Di tingkat yang lebih tinggi, kerusakan daya itu menjelma dalam praktik korupsi yang seolah tak pernah benar-benar selesai. Korupsi bukan sekadar pelanggaran hukum, melainkan kegagalan batin yang panjang. Ia lahir dari daya yang tidak dibiasakan jujur sejak kecil, dari keluarga yang gagal menanamkan rasa cukup, dan dari masyarakat yang lebih sibuk mengagungkan hasil daripada proses. Ketika jabatan tak lagi dipahami sebagai amanah, ia berubah menjadi alat untuk membalas rasa kurang yang lama dipendam.

 

Ironi terbesar terletak pada kenyataan bahwa semua itu terjadi di negeri yang kaya sumber daya alam. Tanahnya subur, lautnya luas, hutannya rimbun, dan perut buminya menyimpan kekayaan yang nyaris tak habis diceritakan. Namun kelimpahan itu sering kali berdiri bersebelahan dengan kemiskinan, konflik, dan kerusakan lingkungan. Bukan karena alam pelit memberi, melainkan karena manusia gagal merawat daya kelola—daya pikir, daya etika, dan daya tanggung jawab.

 

Tambang menghasilkan angka, tetapi tidak selalu menghadirkan keadilan. Sawah yang luas tidak otomatis menjamin kedaulatan pangan. Laut yang kaya justru meninggalkan nelayan yang terpinggirkan. Di sini, persoalannya bukan pada kekurangan sumber daya, melainkan pada rapuhnya daya manusia dalam mengelola amanah. Kekayaan yang tidak dibarengi dengan daya moral hanya akan mempercepat kerusakan.

 

Islam memandang persoalan ini dengan terang. Perubahan, kata Al-Qur’an, tidak akan datang dari luar selama yang di dalam tidak dibenahi. Sesungguhnya Allah tidak akan mengubah keadaan suatu kaum sampai mereka mengubah apa yang ada pada diri mereka sendiri (QS. Ar-Ra’d: 11). Ayat ini menempatkan daya batin sebagai kunci sejarah. Kekerasan, candu, dan korupsi bukan takdir, melainkan konsekuensi dari daya yang dibiarkan tumbuh tanpa arah.

 

Keluarga, dalam Islam, adalah benteng pertama perawatan daya. Wahai orang-orang yang beriman, jagalah dirimu dan keluargamu dari api neraka  (QS. At-Tahrim: 6). Ini bukan sekadar perintah moral, tetapi panggilan tanggung jawab. Ketika keluarga abai, nilai kehilangan rumahnya. Anak-anak pun belajar dari jalanan, dari layar, atau dari kekerasan.

 

Pengelolaan kekayaan dan kekuasaan pun dipagari oleh amanah.
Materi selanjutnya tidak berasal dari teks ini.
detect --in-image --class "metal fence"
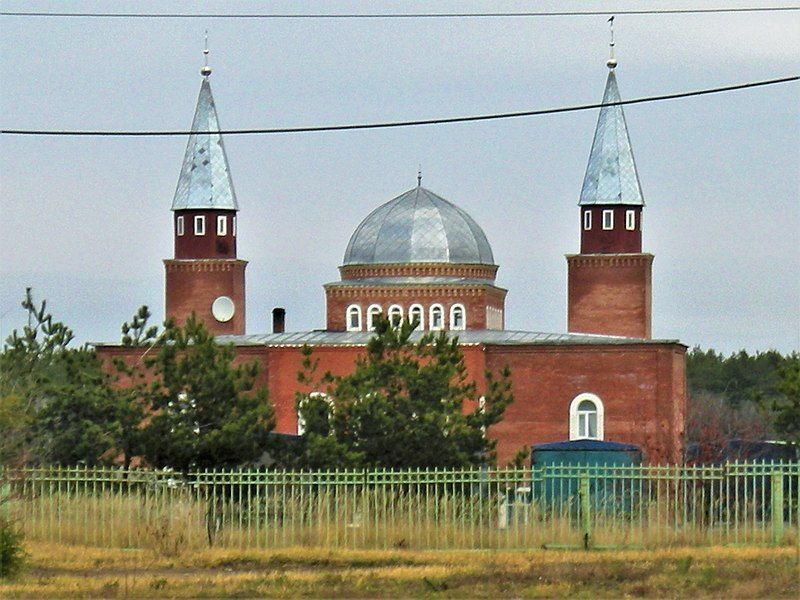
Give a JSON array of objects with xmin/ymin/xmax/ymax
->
[{"xmin": 0, "ymin": 463, "xmax": 800, "ymax": 554}]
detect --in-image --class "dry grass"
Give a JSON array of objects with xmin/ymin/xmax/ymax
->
[{"xmin": 0, "ymin": 543, "xmax": 800, "ymax": 598}]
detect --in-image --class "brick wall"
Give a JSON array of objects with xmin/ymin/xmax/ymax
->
[
  {"xmin": 164, "ymin": 260, "xmax": 247, "ymax": 335},
  {"xmin": 567, "ymin": 254, "xmax": 653, "ymax": 338}
]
Dan janganlah kamu memakan harta di antara kamu dengan jalan yang batil  (QS. Al-Baqarah: 188). Alam sendiri diposisikan sebagai titipan: Dia menciptakan kamu dari bumi dan menjadikan kamu pemakmurnya (QS. Hud: 61). Memakmurkan berarti merawat, bukan menguras. Mengelola berarti menjaga, bukan menguasai.

 

Nabi Muhammad SAW mengingatkan bahwa setiap manusia adalah pemimpin dan akan dimintai pertanggungjawaban atas yang dipimpinnya. Diri, keluarga, dan masyarakat terikat dalam satu rantai amanah yang tak terpisahkan. Tidak ada yang sepenuhnya bebas daari tanggung jawab, sekecil apa pun perannya.

 

Karena itu, merawat daya adalah pekerjaan panjang yang menuntut kesabaran dan kesetiaan. Ia tidak selalu tampak heroik. Ia hadir dalam percakapan sederhana di rumah, dalam keputusan kecil yang jujur, dalam keberanian menolak jalan pintas. Dari sanalah daya tumbuh—perlahan, tetapi berakar.

 

Di titik itulah pemberdayaan menemukan maknanya yang paling jujur: bukan membuat manusia sekadar mampu bertahan, melainkan membuat mereka tetap berdiri dengan martabat. Tegak di hadapan diri, setia pada keluarga, dan bertanggung jawab pada masyarakat. Tanpa perawatan daya yang sungguh-sungguh, kita hanya akan terus mengulang paradoks lama: negeri yang kaya karunia, tetapi miskin keberkahan.